Entering the Mysterious World of Hockey
I knew very little about hockey. I had never been to a live game, nor had I ever watched more than ten minutes of a game on television. My knowledge of hockey was limited to what I’d seen in the Mighty Ducks movies and an old Sega hockey game I played primarily for the fights.
This was all very puzzling to me: why had I exposed myself to so little of hockey? I’d always loved the idea of it – the fast pace of soccer combined with the brutality of boxing…on ice! What’s not to love? I probably hadn’t followed it because I’d never played it. And I’d probably never played it out of cowardice. I value my teeth too much. Hockey seems to go hand-in-hand with pain. But I could still watch it.
Here was my expectation: a bloody slaughterfest. Players whizzing by on razor sharp skates, slamming into each other at immeasurably high velocities, the impact sending them airborn, over the protective divider straight into a mass of shirtless, painted-up fans, too drunk to care. But after sitting through an actual game, I can now see that my expectations were mostly wrong.
After a single game, I managed to learn much of the inner-workings of hockey. Here are my findings…
I felt underdressed. Most people wear clothing identical to the players – the appropriate attire for this event.
Incidentally, it is cold in a hockey rink. I clenched and shivered as I watched the skates scratch the ice. It was like watching a person bite down on a popsicle, or a teacher running her fingernails along a chalkboard.

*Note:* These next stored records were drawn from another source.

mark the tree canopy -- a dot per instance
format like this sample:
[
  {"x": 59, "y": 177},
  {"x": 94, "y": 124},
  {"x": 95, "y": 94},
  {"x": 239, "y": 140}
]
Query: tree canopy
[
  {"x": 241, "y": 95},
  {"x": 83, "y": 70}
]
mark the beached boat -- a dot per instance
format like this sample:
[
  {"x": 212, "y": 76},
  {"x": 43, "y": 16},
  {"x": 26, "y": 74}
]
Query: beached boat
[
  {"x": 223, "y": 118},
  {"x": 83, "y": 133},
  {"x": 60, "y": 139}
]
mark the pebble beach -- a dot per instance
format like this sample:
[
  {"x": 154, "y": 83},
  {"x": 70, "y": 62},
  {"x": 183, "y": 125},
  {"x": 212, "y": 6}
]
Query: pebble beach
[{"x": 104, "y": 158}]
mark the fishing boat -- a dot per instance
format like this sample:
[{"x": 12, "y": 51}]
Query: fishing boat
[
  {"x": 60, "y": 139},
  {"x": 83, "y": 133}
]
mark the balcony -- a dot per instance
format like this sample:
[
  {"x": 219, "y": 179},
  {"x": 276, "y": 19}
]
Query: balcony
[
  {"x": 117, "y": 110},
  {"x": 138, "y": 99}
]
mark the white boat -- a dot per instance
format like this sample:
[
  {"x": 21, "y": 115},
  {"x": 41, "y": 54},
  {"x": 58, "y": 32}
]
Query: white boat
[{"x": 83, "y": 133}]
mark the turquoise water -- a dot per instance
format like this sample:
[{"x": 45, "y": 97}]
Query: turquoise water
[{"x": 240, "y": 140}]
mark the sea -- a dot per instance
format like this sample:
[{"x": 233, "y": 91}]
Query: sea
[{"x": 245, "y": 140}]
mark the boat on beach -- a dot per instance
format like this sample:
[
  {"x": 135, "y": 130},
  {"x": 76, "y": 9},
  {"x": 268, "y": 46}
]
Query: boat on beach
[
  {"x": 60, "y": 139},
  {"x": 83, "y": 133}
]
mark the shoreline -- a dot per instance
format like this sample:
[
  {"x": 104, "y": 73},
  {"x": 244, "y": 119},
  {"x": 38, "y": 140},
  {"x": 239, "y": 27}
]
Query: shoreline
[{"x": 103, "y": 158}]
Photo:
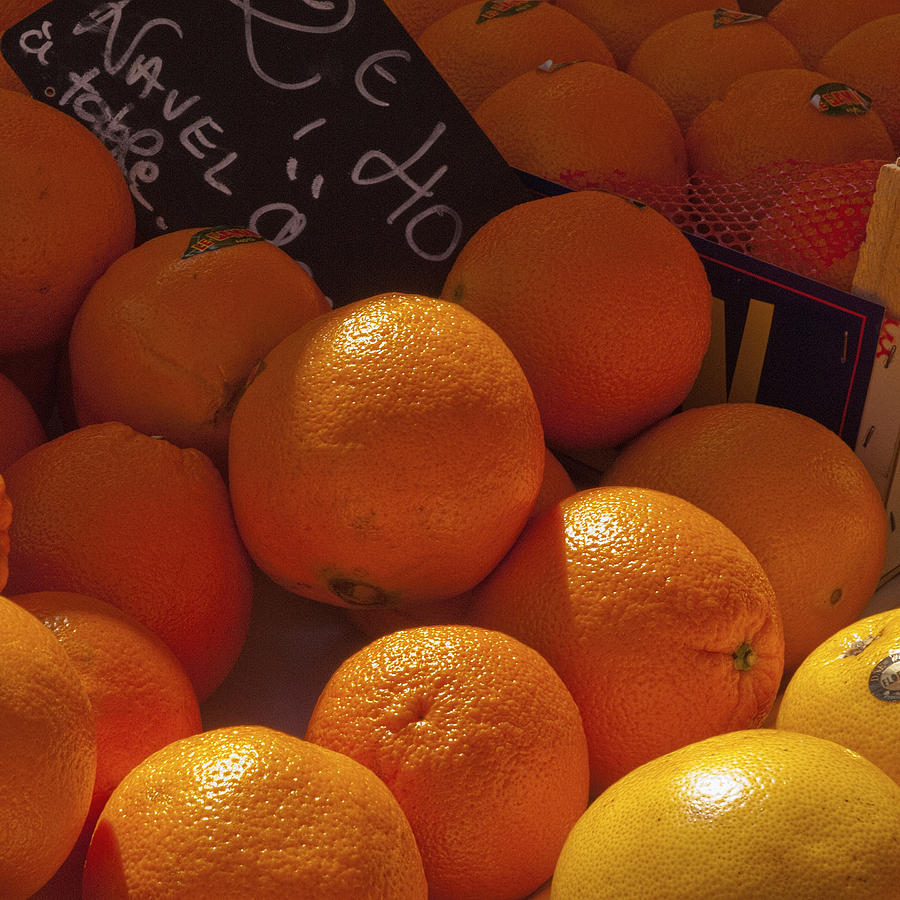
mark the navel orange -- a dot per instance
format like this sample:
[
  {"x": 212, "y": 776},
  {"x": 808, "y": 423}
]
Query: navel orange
[
  {"x": 623, "y": 24},
  {"x": 690, "y": 61},
  {"x": 141, "y": 699},
  {"x": 584, "y": 124},
  {"x": 657, "y": 617},
  {"x": 48, "y": 753},
  {"x": 792, "y": 490},
  {"x": 577, "y": 285},
  {"x": 869, "y": 58},
  {"x": 376, "y": 621},
  {"x": 480, "y": 742},
  {"x": 133, "y": 520},
  {"x": 752, "y": 813},
  {"x": 65, "y": 217},
  {"x": 777, "y": 115},
  {"x": 480, "y": 46},
  {"x": 252, "y": 812},
  {"x": 140, "y": 694},
  {"x": 388, "y": 451},
  {"x": 166, "y": 337},
  {"x": 846, "y": 690}
]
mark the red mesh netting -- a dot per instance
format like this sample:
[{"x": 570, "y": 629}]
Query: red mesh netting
[{"x": 802, "y": 216}]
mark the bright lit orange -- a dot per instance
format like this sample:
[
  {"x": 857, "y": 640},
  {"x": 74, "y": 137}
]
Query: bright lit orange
[
  {"x": 480, "y": 742},
  {"x": 657, "y": 617}
]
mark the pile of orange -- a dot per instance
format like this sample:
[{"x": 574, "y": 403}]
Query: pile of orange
[{"x": 556, "y": 614}]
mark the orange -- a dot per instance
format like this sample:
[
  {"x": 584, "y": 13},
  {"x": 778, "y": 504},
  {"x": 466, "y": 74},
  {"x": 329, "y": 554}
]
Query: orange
[
  {"x": 417, "y": 15},
  {"x": 813, "y": 26},
  {"x": 65, "y": 217},
  {"x": 5, "y": 520},
  {"x": 791, "y": 489},
  {"x": 252, "y": 812},
  {"x": 584, "y": 124},
  {"x": 770, "y": 117},
  {"x": 869, "y": 58},
  {"x": 847, "y": 688},
  {"x": 133, "y": 520},
  {"x": 657, "y": 617},
  {"x": 48, "y": 753},
  {"x": 480, "y": 46},
  {"x": 754, "y": 813},
  {"x": 20, "y": 427},
  {"x": 142, "y": 350},
  {"x": 581, "y": 286},
  {"x": 690, "y": 61},
  {"x": 623, "y": 24},
  {"x": 387, "y": 451},
  {"x": 815, "y": 226},
  {"x": 140, "y": 696},
  {"x": 480, "y": 742},
  {"x": 374, "y": 622},
  {"x": 12, "y": 12}
]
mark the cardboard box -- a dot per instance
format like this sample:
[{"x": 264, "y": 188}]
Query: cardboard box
[{"x": 786, "y": 340}]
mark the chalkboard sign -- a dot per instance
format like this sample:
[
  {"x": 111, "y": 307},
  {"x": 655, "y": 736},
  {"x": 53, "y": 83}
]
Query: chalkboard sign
[{"x": 318, "y": 124}]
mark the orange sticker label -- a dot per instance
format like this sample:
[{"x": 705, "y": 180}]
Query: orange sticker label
[
  {"x": 494, "y": 9},
  {"x": 218, "y": 238},
  {"x": 838, "y": 99},
  {"x": 732, "y": 17}
]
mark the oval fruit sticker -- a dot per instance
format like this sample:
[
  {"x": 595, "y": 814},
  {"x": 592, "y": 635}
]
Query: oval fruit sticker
[{"x": 837, "y": 99}]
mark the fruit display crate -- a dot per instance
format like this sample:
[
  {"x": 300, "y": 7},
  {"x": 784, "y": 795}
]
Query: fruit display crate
[
  {"x": 784, "y": 339},
  {"x": 778, "y": 338}
]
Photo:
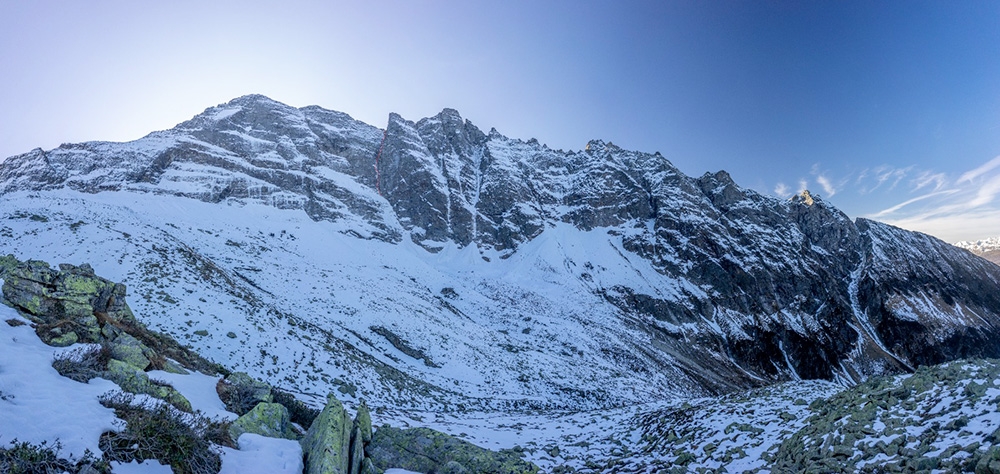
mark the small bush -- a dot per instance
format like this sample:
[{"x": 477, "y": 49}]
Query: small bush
[
  {"x": 26, "y": 458},
  {"x": 83, "y": 363},
  {"x": 155, "y": 430}
]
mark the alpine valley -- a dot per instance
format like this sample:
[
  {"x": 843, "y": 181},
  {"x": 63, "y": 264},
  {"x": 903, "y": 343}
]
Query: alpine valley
[{"x": 595, "y": 310}]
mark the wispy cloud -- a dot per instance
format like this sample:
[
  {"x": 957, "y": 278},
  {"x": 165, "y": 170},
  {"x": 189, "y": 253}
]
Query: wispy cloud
[
  {"x": 901, "y": 205},
  {"x": 782, "y": 190},
  {"x": 927, "y": 178},
  {"x": 985, "y": 168},
  {"x": 827, "y": 186},
  {"x": 963, "y": 209}
]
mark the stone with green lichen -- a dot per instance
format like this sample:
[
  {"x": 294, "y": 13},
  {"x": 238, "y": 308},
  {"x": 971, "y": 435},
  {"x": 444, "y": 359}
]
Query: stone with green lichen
[
  {"x": 127, "y": 348},
  {"x": 174, "y": 367},
  {"x": 326, "y": 446},
  {"x": 240, "y": 392},
  {"x": 357, "y": 452},
  {"x": 70, "y": 298},
  {"x": 266, "y": 419},
  {"x": 64, "y": 340},
  {"x": 363, "y": 421},
  {"x": 7, "y": 263},
  {"x": 133, "y": 380},
  {"x": 427, "y": 450},
  {"x": 368, "y": 468}
]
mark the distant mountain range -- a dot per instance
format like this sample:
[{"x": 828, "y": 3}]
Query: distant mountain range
[
  {"x": 446, "y": 267},
  {"x": 987, "y": 248}
]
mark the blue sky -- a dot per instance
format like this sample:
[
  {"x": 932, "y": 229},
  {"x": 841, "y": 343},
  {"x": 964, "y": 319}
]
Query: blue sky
[{"x": 888, "y": 110}]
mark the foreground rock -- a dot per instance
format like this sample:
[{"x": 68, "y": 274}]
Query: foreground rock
[
  {"x": 426, "y": 450},
  {"x": 266, "y": 419},
  {"x": 72, "y": 304},
  {"x": 327, "y": 444}
]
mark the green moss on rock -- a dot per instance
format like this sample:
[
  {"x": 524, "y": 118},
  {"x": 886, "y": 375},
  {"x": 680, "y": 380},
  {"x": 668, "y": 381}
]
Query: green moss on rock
[
  {"x": 427, "y": 450},
  {"x": 326, "y": 445},
  {"x": 266, "y": 419}
]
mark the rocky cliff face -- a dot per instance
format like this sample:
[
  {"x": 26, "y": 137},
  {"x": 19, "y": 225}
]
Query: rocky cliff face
[{"x": 744, "y": 290}]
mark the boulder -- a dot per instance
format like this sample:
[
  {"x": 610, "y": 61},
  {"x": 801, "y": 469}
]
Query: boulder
[
  {"x": 133, "y": 380},
  {"x": 327, "y": 444},
  {"x": 363, "y": 422},
  {"x": 241, "y": 392},
  {"x": 71, "y": 299},
  {"x": 426, "y": 450},
  {"x": 990, "y": 462},
  {"x": 368, "y": 468},
  {"x": 128, "y": 349},
  {"x": 357, "y": 453},
  {"x": 266, "y": 419}
]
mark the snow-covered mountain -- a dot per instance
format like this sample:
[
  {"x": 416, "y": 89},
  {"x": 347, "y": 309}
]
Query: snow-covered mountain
[
  {"x": 432, "y": 265},
  {"x": 986, "y": 248}
]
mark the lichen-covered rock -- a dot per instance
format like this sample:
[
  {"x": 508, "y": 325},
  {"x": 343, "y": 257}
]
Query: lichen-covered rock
[
  {"x": 363, "y": 422},
  {"x": 67, "y": 339},
  {"x": 128, "y": 349},
  {"x": 7, "y": 263},
  {"x": 368, "y": 468},
  {"x": 241, "y": 393},
  {"x": 327, "y": 443},
  {"x": 266, "y": 419},
  {"x": 426, "y": 450},
  {"x": 133, "y": 380},
  {"x": 71, "y": 298},
  {"x": 357, "y": 453}
]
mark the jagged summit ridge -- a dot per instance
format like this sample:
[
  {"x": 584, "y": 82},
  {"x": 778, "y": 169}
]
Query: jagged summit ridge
[{"x": 709, "y": 285}]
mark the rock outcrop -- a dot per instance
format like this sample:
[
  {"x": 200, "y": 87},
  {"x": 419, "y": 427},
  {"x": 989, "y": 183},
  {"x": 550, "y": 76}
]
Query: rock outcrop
[
  {"x": 327, "y": 445},
  {"x": 745, "y": 289},
  {"x": 66, "y": 304},
  {"x": 72, "y": 304},
  {"x": 426, "y": 450},
  {"x": 266, "y": 419}
]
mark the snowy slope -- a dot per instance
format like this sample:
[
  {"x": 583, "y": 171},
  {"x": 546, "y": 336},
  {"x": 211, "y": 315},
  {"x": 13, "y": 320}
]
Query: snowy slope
[
  {"x": 986, "y": 248},
  {"x": 431, "y": 264}
]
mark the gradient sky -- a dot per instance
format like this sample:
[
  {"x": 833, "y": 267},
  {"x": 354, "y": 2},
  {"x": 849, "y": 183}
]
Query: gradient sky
[{"x": 888, "y": 110}]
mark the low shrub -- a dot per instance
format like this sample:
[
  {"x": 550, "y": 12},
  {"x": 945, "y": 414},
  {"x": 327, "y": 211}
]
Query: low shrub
[
  {"x": 156, "y": 430},
  {"x": 26, "y": 458}
]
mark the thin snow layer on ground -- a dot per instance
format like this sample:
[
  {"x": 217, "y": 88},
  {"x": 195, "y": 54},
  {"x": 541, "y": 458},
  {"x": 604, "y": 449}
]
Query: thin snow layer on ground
[
  {"x": 37, "y": 404},
  {"x": 259, "y": 454},
  {"x": 149, "y": 466},
  {"x": 199, "y": 389},
  {"x": 738, "y": 432},
  {"x": 943, "y": 417}
]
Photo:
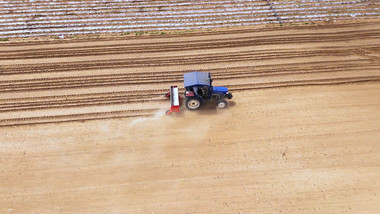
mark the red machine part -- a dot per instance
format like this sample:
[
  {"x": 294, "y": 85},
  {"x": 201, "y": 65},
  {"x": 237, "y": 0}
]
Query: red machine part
[{"x": 174, "y": 100}]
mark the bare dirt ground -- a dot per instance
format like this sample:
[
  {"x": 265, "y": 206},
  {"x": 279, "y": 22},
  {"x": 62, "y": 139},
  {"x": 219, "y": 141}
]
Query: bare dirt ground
[{"x": 313, "y": 148}]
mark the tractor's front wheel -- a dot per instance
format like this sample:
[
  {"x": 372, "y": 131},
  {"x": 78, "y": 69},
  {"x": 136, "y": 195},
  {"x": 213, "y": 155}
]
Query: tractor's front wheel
[
  {"x": 222, "y": 104},
  {"x": 193, "y": 103}
]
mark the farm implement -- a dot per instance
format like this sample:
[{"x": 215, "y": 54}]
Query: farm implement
[{"x": 198, "y": 90}]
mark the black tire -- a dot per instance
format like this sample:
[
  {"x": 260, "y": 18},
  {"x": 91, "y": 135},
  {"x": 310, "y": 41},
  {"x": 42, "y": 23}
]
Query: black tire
[
  {"x": 193, "y": 103},
  {"x": 222, "y": 104}
]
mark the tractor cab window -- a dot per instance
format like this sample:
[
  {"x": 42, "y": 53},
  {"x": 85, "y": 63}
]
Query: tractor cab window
[{"x": 203, "y": 91}]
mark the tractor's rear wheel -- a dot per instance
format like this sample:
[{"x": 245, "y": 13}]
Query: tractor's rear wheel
[
  {"x": 193, "y": 103},
  {"x": 222, "y": 104}
]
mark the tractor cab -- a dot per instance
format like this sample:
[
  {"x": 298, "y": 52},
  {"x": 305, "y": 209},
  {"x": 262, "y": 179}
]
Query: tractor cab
[{"x": 199, "y": 89}]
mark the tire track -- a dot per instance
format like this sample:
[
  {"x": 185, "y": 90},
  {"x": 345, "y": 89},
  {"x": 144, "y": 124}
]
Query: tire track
[
  {"x": 176, "y": 76},
  {"x": 148, "y": 112},
  {"x": 192, "y": 45},
  {"x": 172, "y": 61}
]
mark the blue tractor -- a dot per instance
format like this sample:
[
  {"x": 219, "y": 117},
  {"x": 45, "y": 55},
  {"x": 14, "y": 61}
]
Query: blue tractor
[{"x": 199, "y": 89}]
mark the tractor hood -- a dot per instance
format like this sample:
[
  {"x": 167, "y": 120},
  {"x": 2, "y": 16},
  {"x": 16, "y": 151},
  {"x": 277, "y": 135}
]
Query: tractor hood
[{"x": 219, "y": 90}]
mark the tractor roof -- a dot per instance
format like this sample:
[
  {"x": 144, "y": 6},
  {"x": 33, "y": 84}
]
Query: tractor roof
[{"x": 197, "y": 79}]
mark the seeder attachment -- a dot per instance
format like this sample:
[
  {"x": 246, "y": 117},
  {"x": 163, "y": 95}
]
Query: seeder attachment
[{"x": 174, "y": 100}]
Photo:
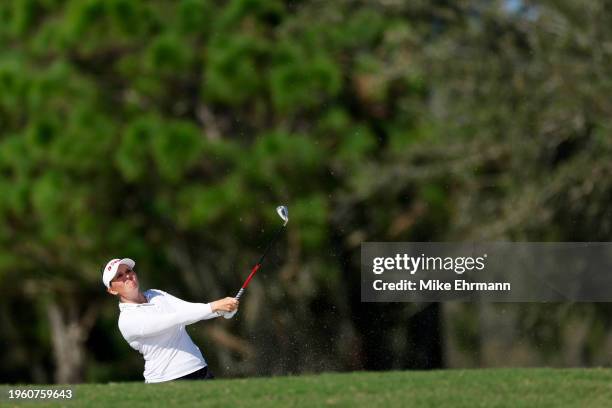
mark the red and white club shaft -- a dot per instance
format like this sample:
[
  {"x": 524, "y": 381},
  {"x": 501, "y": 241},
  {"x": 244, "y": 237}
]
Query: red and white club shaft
[{"x": 246, "y": 282}]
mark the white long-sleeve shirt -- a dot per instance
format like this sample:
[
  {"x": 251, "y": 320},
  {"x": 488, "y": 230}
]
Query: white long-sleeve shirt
[{"x": 157, "y": 330}]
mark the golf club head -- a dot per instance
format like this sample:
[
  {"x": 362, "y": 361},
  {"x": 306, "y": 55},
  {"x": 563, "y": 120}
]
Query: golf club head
[{"x": 283, "y": 212}]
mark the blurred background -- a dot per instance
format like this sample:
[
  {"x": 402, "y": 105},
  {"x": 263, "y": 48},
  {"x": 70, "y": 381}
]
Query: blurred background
[{"x": 168, "y": 131}]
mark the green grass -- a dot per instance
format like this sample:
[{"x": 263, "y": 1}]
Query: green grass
[{"x": 541, "y": 387}]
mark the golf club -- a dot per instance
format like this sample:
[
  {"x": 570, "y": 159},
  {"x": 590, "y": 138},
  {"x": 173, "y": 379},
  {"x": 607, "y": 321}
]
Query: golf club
[{"x": 282, "y": 212}]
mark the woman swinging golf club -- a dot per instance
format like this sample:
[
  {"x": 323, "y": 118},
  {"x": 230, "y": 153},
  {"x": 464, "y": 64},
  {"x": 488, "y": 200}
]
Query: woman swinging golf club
[{"x": 153, "y": 322}]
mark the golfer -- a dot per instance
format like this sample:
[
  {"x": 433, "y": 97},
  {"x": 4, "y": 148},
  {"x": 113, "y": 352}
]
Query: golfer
[{"x": 153, "y": 322}]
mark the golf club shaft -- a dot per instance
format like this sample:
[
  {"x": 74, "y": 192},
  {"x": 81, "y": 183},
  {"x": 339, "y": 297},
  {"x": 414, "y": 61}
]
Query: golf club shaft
[{"x": 258, "y": 264}]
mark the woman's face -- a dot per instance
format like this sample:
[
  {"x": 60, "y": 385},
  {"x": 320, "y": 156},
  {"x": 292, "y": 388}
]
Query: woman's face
[{"x": 124, "y": 282}]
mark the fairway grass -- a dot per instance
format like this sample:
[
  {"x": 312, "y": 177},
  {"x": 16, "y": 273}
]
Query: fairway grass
[{"x": 534, "y": 387}]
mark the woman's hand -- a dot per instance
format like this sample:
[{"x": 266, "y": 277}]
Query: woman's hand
[{"x": 224, "y": 305}]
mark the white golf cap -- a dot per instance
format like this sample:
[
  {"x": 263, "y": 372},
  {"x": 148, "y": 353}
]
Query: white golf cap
[{"x": 110, "y": 270}]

McClement glides down the ice before he is smashed into the wall by the Coyote defense. These are the moments where grace disappears and the best parts of hockey surface. He loses the puck and the crowd groans.
On the sidelines, the players wait, eager to enter the fray. Because hockey is such a tiring sport, there are many substitutions. The players swap in and out frequently, jumping the wall and swarming out onto the ice.
Many times the players cluster together near a goal, mashing together into a blob of sticks and skates. The puck shoots back and forth as each team tries to put the puck where they need it to be. At times like these, it is almost not worth watching – you can’t see the puck zipping back and forth in this chaos. I listen for the siren, or the sounds of the crowd around me.
The fighting is explosive. One player shoves another and, suddenly, everybody has thrown themselves at each other. The referees scramble to regain order, one of them pushing a Coyote player to the ground.
The crowd cheers.
The referee issues his futile warnings.